Birds Seen in Hercules

 

Canada Goose (Branta canadensis)

Not Canadian geese!  The most widespread goose.  Flocks travel in strings or in V's,

honking loudly.  Some birds that used to migrate now over winter because food is

provided for them by people at local ponds.  Feeds on wide variety of plants, some

insects, mollusks, and sometimes small fish.  Canada geese arrive at Refugio Valley

Park and in fields in late December and early January.  They winter along the coast

near fresh marshes, salt marshes, lakes and ponds.  Nests in Canada and high Arctic

tundra.  May mate for life. 

                                            

Turkey Vulture (Cathartes aura)

Wide spread over open country, woods, deserts and foothills.  Present year-round in

Hercules.  Feeds mainly on dead animals.  Unlike most birds, has a well-developed

sense of smell.  Plays an important part of nature's cleanup crew.  Nests inside hollow

trees or logs, inside dense thickets or old buildings.  Even though they look rather like

large hawks, evidence suggests they are more closely related to the storks.  They are

able to soar for hours holding their wings in a slight V.

 

                

Red-shouldered Hawk  (Buteo lineatus)

A woodland hawk built to fly fast between trees.  Often heard before it is seen by its

clear whistled call of kee-yer (dropping inflection)  Steller's jays often give a near perfect

imitation of this call.  Present year-round and known to nest here, usually in deciduous

trees, sometimes in conifer, in fork of main trunk or at base of branches against trunk,

usually 35-65 feet above ground.  Diet includes small mammals, amphibians, reptiles

and birds.  Hits prey on the wing, knocks to ground and pounces.   

 

      

 

Red-tailed Hawk (Buteo jamaicensis)

The most widespread and familiar large hawk in North America.  Found all year soaring

over the fields calling  keeer-r-r, slurring downward.  Known to nest in redwood trees.

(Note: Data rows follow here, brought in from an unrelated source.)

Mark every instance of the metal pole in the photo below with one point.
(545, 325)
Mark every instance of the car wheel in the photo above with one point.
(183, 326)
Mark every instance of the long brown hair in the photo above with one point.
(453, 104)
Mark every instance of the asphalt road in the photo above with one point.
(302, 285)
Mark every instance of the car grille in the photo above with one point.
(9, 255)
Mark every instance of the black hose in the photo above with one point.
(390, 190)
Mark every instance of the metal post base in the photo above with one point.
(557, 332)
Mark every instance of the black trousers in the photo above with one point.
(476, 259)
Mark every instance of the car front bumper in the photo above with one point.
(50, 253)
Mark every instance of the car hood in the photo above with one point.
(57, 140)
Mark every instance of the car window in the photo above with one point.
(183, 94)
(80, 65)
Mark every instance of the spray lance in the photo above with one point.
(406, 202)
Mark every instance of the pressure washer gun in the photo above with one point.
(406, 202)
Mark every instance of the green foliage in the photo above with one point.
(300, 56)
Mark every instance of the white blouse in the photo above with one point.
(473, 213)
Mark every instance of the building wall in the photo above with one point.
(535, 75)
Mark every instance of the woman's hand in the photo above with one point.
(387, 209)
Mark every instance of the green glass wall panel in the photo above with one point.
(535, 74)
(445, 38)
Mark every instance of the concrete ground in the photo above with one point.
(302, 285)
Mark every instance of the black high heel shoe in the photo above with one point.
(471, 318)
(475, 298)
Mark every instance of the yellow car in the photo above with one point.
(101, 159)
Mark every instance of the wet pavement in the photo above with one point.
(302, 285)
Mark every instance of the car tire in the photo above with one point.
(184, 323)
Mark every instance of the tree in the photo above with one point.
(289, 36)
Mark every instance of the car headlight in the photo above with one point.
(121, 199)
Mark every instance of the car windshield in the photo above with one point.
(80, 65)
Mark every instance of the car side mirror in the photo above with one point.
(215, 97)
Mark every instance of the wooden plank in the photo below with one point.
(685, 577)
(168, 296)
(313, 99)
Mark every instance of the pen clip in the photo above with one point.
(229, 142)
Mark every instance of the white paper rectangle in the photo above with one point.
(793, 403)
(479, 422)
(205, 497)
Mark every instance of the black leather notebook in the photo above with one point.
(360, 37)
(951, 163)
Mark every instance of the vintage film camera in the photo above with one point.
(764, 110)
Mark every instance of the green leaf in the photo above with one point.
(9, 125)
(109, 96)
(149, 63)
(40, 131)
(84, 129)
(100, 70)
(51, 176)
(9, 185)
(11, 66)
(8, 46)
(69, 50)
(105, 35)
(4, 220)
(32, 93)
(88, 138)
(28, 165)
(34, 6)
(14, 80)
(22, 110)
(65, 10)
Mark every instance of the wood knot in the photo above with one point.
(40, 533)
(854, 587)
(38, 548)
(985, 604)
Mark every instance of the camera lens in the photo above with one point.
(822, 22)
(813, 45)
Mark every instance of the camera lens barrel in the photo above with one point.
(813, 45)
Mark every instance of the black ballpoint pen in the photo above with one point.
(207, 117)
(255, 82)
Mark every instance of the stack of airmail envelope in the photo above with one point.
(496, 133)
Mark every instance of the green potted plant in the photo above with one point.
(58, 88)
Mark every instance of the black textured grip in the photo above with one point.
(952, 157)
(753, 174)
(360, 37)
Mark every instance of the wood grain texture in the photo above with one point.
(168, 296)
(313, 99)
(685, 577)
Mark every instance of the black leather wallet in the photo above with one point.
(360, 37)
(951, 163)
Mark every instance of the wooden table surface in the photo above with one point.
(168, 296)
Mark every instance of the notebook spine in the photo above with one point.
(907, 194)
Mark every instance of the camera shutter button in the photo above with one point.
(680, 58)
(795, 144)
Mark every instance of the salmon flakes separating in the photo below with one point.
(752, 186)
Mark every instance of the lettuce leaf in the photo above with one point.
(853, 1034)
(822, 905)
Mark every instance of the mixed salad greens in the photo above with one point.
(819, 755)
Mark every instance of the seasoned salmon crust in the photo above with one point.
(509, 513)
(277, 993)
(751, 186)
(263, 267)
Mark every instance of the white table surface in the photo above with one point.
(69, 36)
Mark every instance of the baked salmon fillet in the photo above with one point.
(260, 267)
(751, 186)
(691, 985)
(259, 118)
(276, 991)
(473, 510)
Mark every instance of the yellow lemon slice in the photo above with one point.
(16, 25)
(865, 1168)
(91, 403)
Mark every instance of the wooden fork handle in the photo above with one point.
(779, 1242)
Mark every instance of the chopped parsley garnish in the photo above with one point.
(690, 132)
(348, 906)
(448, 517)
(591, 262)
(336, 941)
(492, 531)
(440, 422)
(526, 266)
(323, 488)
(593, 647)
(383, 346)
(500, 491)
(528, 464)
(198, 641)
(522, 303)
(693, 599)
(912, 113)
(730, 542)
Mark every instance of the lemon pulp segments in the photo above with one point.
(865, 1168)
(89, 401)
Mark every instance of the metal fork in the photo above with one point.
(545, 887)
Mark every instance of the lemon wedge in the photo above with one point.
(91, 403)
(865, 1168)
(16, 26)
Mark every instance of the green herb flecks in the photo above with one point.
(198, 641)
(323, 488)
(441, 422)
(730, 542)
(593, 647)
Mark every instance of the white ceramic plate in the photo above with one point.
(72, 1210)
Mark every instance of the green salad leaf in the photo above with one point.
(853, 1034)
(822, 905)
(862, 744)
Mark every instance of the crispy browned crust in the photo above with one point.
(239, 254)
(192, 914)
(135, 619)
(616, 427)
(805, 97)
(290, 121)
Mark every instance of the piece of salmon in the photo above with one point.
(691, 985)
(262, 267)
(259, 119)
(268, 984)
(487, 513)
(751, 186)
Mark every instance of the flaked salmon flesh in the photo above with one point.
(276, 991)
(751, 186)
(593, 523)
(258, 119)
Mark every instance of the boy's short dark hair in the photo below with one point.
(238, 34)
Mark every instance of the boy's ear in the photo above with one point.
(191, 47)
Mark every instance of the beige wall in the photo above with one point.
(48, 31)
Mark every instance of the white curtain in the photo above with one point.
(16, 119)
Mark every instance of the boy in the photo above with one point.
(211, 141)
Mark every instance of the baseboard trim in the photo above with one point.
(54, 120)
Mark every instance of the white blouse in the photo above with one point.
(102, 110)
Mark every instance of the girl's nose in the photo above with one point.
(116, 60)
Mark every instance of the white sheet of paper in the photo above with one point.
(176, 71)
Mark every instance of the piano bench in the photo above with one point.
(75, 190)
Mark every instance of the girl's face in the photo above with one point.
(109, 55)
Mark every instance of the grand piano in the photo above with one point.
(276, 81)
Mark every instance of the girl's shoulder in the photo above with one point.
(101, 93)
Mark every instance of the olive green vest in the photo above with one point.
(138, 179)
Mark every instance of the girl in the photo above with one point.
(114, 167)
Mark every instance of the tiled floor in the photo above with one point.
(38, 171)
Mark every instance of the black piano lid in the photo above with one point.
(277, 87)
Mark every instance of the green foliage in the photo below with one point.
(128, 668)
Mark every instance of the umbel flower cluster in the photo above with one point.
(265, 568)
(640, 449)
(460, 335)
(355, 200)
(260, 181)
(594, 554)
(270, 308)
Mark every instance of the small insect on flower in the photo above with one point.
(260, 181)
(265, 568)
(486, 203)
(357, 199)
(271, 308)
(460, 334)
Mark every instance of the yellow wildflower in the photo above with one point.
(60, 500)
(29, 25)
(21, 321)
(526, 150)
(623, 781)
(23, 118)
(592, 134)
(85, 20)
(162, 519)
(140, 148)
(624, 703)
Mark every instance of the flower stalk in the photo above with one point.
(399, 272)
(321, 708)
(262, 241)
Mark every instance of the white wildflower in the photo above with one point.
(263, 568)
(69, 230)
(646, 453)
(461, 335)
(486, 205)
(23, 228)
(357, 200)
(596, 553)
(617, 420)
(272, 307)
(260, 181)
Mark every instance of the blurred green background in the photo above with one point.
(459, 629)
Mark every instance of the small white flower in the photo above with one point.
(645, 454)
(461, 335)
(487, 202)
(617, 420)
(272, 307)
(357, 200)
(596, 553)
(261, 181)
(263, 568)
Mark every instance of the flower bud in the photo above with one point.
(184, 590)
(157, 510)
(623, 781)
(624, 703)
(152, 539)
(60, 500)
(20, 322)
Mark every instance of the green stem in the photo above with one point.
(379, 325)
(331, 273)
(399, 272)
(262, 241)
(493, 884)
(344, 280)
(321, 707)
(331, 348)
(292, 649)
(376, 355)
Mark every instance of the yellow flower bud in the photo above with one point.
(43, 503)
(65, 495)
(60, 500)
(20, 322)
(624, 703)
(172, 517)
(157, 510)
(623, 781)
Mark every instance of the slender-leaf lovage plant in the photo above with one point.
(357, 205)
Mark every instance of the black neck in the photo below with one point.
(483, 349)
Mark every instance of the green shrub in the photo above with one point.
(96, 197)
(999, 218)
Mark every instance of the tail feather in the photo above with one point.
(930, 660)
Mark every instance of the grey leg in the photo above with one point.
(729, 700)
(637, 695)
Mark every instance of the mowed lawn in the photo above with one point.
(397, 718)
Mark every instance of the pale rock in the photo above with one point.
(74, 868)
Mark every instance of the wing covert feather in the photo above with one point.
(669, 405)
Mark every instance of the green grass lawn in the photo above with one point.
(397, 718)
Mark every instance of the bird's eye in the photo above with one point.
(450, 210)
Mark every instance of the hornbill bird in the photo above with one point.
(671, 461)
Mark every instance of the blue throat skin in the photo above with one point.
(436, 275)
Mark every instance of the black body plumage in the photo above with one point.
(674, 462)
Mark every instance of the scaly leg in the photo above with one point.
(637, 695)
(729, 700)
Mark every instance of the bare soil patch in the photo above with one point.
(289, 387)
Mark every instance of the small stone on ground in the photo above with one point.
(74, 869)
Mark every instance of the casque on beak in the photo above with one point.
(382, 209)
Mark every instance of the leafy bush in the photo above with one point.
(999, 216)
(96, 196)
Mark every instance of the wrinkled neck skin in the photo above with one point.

Does most hunting from high perch then swoops down to capture prey in its talons.  Also

hunts by flying over fields, watching for prey below.  Most hawks have binocular vision

and can see a small mouse or rabbit in the field from 3'000 feet up in the air.  A person on

the ground couldn't even see the hawk at that height!  Pairs sometimes remain together for

years.  Easily disturbed while breeding and may leave the nest, so stay far away!!

                               

 

California Quail  (Callipepla californica)

Quail live in coveys at most seasons and are often seen around the compost piles.

Nest site is usually on the ground, under a shrub or brush pile or next to a log 

or other cover.  Females lay 10-16 eggs.  Due to the number of house cats allowed

to roam Hercules, the quail population is drastically reduced. 

               

White-tailed kite (Elanus leucurus)

Length: 14.5 inches Wingspan: 40 inches Sexes similar
Medium-sized, graceful, long-winged hawk
Pointed wings Long, squared-off tail Red eye
Black upperwing coverts appear as black shoulder at rest
Often hovers and soars with wings held in a dihedral

Band-tailed Pigeon (Columba fasciata)

Seen most frequently in the winter and early spring.  Large flocks often burst

from the trees with loud wing beats and startle the hiker.  Unique among birds,

both male and female produce "crop milk" and feed young for about 2 weeks. 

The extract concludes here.